The menopause health gap hiding in plain sight

The menopause health gap hiding in plain sight

More than half of women will experience vaginal dryness during or after menopause, and roughly seven in ten of them will never mention it to their doctor. That gap represents both an injustice and an opportunity. Vaginal dryness isn’t a niche symptom for a niche few; it’s a mainstream, majority experience.

Selling my first company bought me the freedom to chase a problem that mattered. The more I looked into women’s health, the more one thing stood out: all the innovation went into fertility and pregnancy, and then it seemed to stop.

Perimenopause and symptoms like vaginal dryness are some of the biggest underserved opportunities in women’s health today. And millennials are walking into it now, a generation that has challenged expectations and demanded better at every stage of life. I couldn’t see why menopause would be the exception. This isn’t a fringe issue waiting for permission; it’s a mainstream experience on the cusp of real cultural change.

In Maryalice Rosa, I found a co-founder who shared the same passion for women’s health, and together we founded Biolae in February 2024.

The gap we saw was clear: clinically validated, non-hormonal solutions for perimenopause. In conversations with practitioners, the same problem kept surfacing. When a woman sat down across from her GP, there was rarely anything solid to recommend, not for lack of will, but because the science behind most of what lined the shelves simply wasn’t there.

So we made clinical validity non-negotiable. Setting a new standard, for us, means ingredients backed by gold-standard clinical trials, dosed at therapeutic levels, and every batch independently tested for purity and potency.
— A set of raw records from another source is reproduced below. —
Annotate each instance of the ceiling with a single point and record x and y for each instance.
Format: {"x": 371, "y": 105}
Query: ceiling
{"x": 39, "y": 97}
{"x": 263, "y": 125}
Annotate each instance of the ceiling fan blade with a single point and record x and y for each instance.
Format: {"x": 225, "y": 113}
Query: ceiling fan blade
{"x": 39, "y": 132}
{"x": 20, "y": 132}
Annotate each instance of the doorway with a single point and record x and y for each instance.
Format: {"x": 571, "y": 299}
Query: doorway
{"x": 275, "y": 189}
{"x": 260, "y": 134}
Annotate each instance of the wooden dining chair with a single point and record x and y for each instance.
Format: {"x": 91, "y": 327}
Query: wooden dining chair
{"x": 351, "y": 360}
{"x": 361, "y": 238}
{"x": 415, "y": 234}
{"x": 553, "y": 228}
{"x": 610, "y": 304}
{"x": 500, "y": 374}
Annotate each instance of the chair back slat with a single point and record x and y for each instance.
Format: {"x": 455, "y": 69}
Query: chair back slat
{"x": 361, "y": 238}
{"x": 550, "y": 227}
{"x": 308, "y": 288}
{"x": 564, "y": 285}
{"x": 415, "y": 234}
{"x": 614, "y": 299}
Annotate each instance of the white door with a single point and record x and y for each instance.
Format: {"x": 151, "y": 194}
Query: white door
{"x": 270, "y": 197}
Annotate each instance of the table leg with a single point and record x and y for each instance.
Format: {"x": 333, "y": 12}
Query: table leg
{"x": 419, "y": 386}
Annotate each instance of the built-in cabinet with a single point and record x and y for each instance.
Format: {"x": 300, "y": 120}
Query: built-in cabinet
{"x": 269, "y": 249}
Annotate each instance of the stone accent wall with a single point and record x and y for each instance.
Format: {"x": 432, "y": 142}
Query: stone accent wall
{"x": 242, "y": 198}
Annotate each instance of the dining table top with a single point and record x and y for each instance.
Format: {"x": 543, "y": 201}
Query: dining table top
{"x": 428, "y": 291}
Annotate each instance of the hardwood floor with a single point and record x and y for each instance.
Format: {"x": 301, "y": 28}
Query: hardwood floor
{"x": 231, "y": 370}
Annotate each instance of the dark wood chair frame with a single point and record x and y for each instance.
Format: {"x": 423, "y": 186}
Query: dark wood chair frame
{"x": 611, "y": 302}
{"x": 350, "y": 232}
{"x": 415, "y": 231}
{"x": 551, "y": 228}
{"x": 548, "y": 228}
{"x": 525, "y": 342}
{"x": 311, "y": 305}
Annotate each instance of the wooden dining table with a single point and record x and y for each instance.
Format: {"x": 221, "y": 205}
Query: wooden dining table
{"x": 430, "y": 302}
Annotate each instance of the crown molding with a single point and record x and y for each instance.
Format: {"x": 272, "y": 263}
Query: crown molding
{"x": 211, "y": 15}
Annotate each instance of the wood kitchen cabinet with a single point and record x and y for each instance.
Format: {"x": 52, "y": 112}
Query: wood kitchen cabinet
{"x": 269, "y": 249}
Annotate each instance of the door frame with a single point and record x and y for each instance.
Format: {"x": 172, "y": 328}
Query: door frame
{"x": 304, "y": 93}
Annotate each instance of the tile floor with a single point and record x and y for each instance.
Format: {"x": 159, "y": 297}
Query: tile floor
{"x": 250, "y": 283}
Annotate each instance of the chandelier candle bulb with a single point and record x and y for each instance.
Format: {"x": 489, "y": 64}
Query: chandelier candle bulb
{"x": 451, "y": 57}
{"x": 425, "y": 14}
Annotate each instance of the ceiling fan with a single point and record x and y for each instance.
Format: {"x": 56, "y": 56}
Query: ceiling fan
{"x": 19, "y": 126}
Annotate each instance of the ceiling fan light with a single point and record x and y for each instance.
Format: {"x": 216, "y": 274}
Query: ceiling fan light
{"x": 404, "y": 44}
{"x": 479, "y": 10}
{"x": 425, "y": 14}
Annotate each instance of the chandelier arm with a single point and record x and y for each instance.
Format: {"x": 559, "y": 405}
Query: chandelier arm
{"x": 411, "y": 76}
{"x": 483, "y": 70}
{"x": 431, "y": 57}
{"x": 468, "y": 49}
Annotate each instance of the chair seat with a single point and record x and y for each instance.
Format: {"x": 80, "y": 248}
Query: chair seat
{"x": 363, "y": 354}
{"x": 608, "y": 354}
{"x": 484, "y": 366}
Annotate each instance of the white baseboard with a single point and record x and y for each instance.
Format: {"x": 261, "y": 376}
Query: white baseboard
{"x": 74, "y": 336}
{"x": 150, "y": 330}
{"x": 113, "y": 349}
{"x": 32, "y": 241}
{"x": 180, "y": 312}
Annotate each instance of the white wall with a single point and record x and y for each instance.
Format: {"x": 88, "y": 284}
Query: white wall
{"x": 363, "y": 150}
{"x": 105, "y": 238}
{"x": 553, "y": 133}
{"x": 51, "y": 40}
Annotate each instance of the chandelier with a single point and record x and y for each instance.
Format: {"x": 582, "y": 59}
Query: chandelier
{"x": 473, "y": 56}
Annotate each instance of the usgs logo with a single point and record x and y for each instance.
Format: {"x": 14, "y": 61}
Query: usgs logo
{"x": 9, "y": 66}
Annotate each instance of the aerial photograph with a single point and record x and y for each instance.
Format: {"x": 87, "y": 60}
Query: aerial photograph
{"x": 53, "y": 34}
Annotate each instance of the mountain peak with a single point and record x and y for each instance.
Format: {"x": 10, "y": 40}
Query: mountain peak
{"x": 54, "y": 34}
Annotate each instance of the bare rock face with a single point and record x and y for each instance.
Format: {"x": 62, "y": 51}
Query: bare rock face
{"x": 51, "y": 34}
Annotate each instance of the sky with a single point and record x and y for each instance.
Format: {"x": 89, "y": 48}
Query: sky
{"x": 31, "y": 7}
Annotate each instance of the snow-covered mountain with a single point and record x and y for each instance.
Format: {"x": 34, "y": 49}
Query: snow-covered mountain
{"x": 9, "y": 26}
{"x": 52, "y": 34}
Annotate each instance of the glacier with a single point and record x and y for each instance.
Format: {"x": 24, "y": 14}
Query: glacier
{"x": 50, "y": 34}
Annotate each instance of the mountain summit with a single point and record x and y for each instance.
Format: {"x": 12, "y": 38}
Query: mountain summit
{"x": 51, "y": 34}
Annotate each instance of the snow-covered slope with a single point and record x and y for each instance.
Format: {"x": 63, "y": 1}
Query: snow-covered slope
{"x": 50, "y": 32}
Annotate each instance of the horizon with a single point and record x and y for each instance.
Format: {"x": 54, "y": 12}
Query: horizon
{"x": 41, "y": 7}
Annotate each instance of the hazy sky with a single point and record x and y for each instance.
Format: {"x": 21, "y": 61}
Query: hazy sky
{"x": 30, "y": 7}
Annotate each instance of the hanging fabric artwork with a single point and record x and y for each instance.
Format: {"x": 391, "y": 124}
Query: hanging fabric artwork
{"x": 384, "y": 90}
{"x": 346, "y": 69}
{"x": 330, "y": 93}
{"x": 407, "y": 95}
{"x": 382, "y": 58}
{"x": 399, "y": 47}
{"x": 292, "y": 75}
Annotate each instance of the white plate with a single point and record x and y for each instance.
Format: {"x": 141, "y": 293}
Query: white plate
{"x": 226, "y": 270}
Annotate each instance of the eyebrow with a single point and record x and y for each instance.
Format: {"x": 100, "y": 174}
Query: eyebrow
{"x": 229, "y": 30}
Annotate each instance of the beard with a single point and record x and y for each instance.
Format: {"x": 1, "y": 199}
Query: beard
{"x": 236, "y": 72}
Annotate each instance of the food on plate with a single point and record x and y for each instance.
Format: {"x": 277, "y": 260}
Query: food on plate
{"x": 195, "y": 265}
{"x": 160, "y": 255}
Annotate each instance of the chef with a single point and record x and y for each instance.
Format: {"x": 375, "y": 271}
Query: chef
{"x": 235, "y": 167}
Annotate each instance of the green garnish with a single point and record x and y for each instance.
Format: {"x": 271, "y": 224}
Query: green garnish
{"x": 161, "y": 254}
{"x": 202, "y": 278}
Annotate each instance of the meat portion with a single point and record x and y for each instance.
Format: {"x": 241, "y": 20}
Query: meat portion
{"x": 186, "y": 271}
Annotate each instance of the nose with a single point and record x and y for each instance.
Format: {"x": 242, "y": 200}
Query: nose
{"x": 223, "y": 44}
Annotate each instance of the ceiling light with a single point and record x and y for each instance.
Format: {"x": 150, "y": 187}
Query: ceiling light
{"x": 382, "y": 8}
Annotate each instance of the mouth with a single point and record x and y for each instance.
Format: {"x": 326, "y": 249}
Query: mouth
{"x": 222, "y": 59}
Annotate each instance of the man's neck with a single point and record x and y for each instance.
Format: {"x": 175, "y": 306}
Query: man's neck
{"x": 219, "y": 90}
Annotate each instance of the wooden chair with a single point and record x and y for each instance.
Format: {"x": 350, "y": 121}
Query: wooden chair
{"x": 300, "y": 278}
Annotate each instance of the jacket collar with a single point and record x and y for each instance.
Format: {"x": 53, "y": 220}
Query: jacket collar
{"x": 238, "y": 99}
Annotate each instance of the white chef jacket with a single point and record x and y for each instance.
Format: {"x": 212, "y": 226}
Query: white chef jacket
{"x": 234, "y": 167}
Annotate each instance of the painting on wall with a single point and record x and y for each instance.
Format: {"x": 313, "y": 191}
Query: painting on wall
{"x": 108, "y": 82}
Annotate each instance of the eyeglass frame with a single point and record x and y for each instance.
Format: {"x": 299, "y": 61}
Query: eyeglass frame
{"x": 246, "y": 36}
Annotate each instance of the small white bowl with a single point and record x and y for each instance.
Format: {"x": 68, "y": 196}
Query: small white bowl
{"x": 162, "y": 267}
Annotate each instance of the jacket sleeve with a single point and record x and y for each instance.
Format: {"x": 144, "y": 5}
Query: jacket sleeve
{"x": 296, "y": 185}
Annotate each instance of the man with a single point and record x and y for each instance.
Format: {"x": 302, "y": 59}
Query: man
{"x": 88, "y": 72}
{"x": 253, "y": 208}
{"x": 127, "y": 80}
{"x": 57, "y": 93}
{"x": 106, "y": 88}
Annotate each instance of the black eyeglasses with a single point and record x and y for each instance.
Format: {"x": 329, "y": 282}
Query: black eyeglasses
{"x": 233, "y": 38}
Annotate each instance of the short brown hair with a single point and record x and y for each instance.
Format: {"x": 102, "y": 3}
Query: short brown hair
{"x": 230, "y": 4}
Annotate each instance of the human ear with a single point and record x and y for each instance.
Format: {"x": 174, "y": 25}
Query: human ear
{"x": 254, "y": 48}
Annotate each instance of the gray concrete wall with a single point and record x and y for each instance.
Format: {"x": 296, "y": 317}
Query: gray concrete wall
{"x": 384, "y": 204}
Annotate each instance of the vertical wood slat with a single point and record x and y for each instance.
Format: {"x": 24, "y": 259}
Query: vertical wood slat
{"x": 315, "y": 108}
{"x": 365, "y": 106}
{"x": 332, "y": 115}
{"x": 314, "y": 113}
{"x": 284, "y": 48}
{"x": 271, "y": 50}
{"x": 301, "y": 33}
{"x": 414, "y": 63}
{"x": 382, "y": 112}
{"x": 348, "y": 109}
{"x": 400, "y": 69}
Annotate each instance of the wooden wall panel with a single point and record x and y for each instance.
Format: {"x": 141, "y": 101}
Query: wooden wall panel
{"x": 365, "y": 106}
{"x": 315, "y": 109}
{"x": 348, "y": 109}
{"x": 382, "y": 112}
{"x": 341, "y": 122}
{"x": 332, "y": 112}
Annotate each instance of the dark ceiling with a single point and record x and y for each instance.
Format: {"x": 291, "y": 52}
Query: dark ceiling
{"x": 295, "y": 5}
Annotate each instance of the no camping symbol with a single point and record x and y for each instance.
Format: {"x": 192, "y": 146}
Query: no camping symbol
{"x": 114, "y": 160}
We built a Scientific Advisory Board to set those evidence standards, and got to work.

Having built consumer brands before, I understood that women don’t just connect with products; they connect with brands that understand them. Healthcare has traditionally prioritised efficacy while treating design, experience and community as afterthoughts. I really wanted to prove that those things aren’t mutually exclusive.

Biolae is about to launch Australia’s first TGA-listed hyaluronic acid pessary, three years in the making and the biggest milestone in our history so far. I really feel the weight of that. Launching a first-to-market medical device right, in a category this personal, comes with real responsibility, and I don’t take it lightly.

Vaginal dryness gets filed under menopause, but that’s only part of the story. It shows up postpartum, in stressful seasons, on certain medications. This isn’t a menopause symptom; it’s a women’s health one. And that’s exactly the education gap worth closing: pulling vaginal dryness out from under the menopause umbrella and naming all the women who quietly live with it.

Menopause is a far easier conversation to have publicly than it was even a few years ago. But that shift hasn’t reached the most common, and most taboo, symptom of all. Vaginal dryness is still sitting exactly where it always has: unspoken. That gap, between how common it is and how little anyone talks about it, is where we think the real impact sits.

Building in underserved spaces is what excites me most. There’s no existing playbook. It’s rare for a startup to launch a first-to-market medical device in consumer health at all, let alone one addressing a symptom this overlooked, and that’s precisely what makes it a real opportunity to do something different.

Coming from outside healthcare has been, unexpectedly, our sharpest advantage. I don’t market like a traditional health company because I never really learned to. To launch, we’re running a campaign called Not-So-Dry July, a campaign designed to educate women about vaginal dryness whilst making the conversation feel less intimidating. I think humour, when used thoughtfully, has an incredible ability to break down stigma. It helps people lean into conversations they might otherwise avoid. It’s a delicate balance, but one I’ve thought deeply about getting right.

Our next big frontier is the pharmacy. The menopause shelf has traditionally lived on the bottom row, literally the lowest, most out-of-sight real estate in the store, which tells you everything about how the category has been valued to date. So for us, entering pharmacy isn’t just about earning shelf space; it’s about reshaping how retailers think about menopause and the role these products play in women’s lives.

Looking back, the last three years have been anything but linear. Like every startup, there have been setbacks, pivots and moments of uncertainty. It truly still feels like we are just at the start line, in the best way possible. Women’s health is finally receiving the attention it deserves, yet there are still so many unmet needs waiting to be solved, and that really excites me.